Tools for Studying Low-Mass Dark Matter at Neutrino Detectors

TL;DR

This paper calculates neutrino spectra and dark matter capture rates for low-mass dark matter in the sun, assessing detector sensitivities and showing KamLAND's potential to surpass current CDMS limits.

Contribution

It provides detailed calculations of neutrino signals and capture rates for low-mass dark matter, enabling improved sensitivity estimates for neutrino detectors.

Findings

KamLAND's sensitivity can exceed CDMS by up to two orders of magnitude.

Neutrino spectra from low-mass dark matter annihilation are characterized.

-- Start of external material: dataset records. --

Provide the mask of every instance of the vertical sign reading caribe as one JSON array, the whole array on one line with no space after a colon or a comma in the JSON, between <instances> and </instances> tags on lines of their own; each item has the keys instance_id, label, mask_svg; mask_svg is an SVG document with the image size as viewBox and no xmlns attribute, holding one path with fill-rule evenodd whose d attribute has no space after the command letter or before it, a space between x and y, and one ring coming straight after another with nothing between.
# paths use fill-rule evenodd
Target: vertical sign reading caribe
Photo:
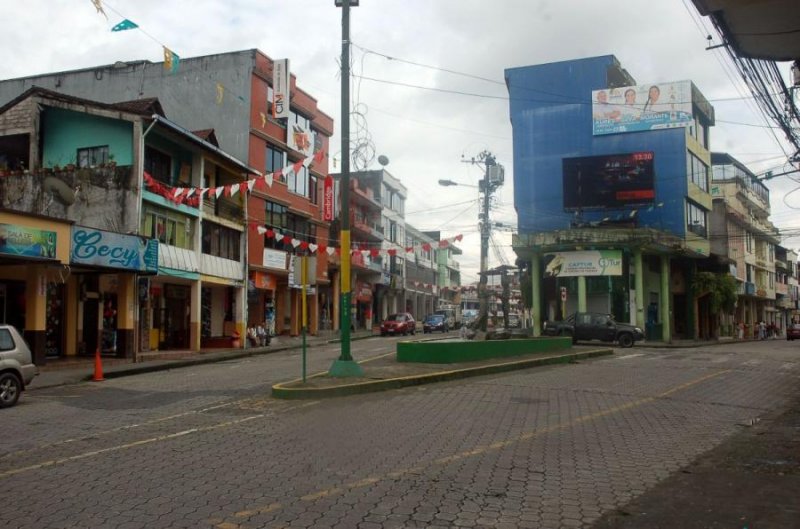
<instances>
[{"instance_id":1,"label":"vertical sign reading caribe","mask_svg":"<svg viewBox=\"0 0 800 529\"><path fill-rule=\"evenodd\" d=\"M289 117L289 59L272 63L272 117Z\"/></svg>"},{"instance_id":2,"label":"vertical sign reading caribe","mask_svg":"<svg viewBox=\"0 0 800 529\"><path fill-rule=\"evenodd\" d=\"M325 177L324 187L322 188L322 220L330 222L333 220L333 177Z\"/></svg>"}]
</instances>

Capture rates depend on the interaction type and element in the sun.

Abstract

We determine the neutrino spectra arising from low-mass (4-10 GeV) dark matter annihilating in the sun. We also determine the low-mass dark matter capture rates (element by element in the sun), assuming dark matter interacts either through elastic contact interactions, elastic long-range interactions, or inelastic contact interactions. These are the non-detector-specific data needed for determining the sensitivity of a neutrino detector to dark matter annihilating in the sun. As an application, we estimate the sensitivity of a one kiloton liquid scintillation neutrino detector (such as KamLAND) and LBNE (LAr-based) to low-mass dark matter with long-range interactions and compare this to the expected CDMS sensitivity. It is found that KamLAND's sensitivity can exceed that obtainable from the current CDMS data set by up to two orders of magnitude.